If we look back at slavery we see this was done to slaves to break them. Why do we want to break our children? Our job as parents is to build them up, not pull them down. The rod is not a branch or a nasty tongue steeped in vinegar and lye. It is in fact structure that many of us lack because so many of the younger generation have ADHD and ADD because of all the trauma, hatred, social violence and bad diets. You cannot behave well if you are so strung out on sugar you can’t keep still and will crash within two hours of getting to school in the morning. It is not coincidental that resource-poor children have poor diets and do worse at school, unless their parents are conscientious and do their best to provide them with real food, not chips and soda for breakfast. This is the food of failures!

Structural violence

Sending children to crumbling schools is violence. Sending children to schools where teachers cannot teach, do not like children, and beat the heavens out of them, is violence. Sending children to schools where gangs are actively participating in the daily life, is violence. Sending children to schools where there is no electricity, no running water, mould, no supplies except for what the teachers must bring, is violence.

We send them there because we expect them to fail. By sending them to these schools we expect them to succumb to being told they are dumb, stupid, ignorant, criminals. They learn well from what they are told and taught they are. This may be a holdover from slavery and colonialism, but it is not natural nor is it necessary.

Structural violence is when we graduate students who cannot read, or promote them to the next grade without any of the skills they need, or should have acquired in the grades before. We set them up to fail. Studies show that the more we expect failure, the more we teach them to fail, the more they will fail.

Yet we expect them to be something different from a failure, even though everything around them says ‘fail’.

Structural violence is when we arrest young, black men because they are young and black and they should not be anywhere where they are not welcome.

They should not be in groups in the streets. They should not walk on Bay Street or Shirley Street in groups. The law allows us to detain them for days without charging them. And the violence that occurs while they are detained? And the failure that results when this is put on their record? And the impact this has on the cultural structure of the nation?

Gang violence is violence on steroids only if we think that beating a woman is any different form beating another man. Gang violence is the result of telling people they do not belong, picking them up, deporting them to a country they have never been to, or telling them that they cannot attend school, seek healthcare, learn to read, have a home that is not in a shanty town.
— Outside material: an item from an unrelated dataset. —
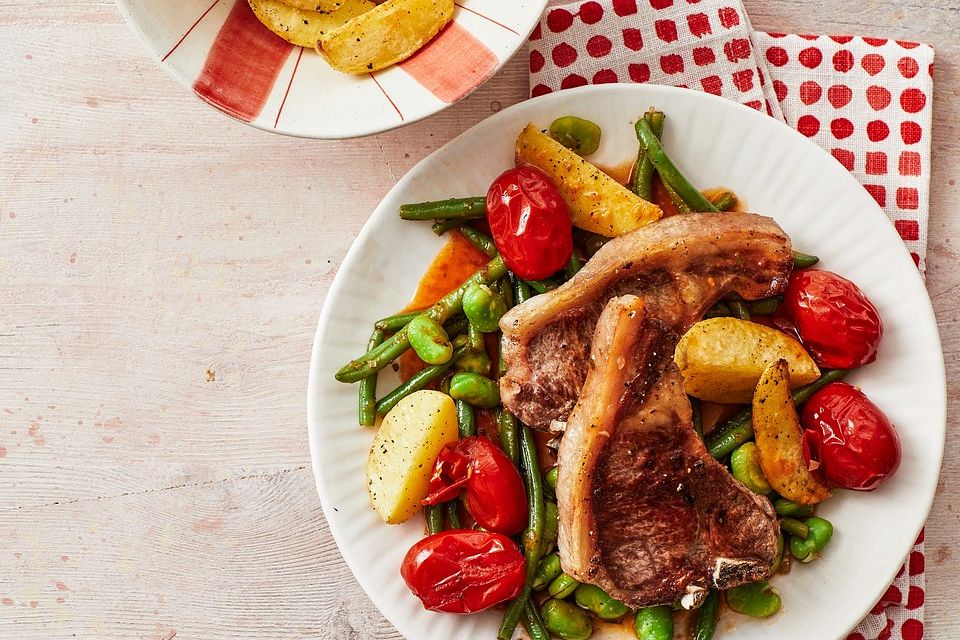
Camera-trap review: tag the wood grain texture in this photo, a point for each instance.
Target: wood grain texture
(161, 272)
Gang violence is only different from killing someone because you don’t know how to communicate with him because you failed in seventh grade, and because we say it’s different.

The church cannot save the family that does not exist. The Christian faith cannot save the person who is being beaten to a pulp by a group of people and must protect him or herself by joining a group that will help keep him or her alive.

The community that has fallen apart and is too busy making money to buy ‘tings’ can’t do anything to stop gang violence. This is where the gang comes from.

Cultural violence

Cultural violence is justified by structural violence that has erased the person and made them a cog. We treat these young people as if they do not matter and then we expect the to behave differently.

We have boys who will rape girls only because they have seen this in their homes with parents, grandparents, uncles, aunts. We tell them that is what men do. We have boys who cannot speak, cannot read, cannot problem solve, but we expect them to do other than succumb to peer pressure. How?



Gangs are real. They are an international, transnational, national, local and unfortunately part of the inequality and disparity that comes with this model of development where leaders see themselves as better than the people they claim to identify with. Gangs are here, and violence is here, so how do we move past these without forgetting or denying them? We need a total change in programming.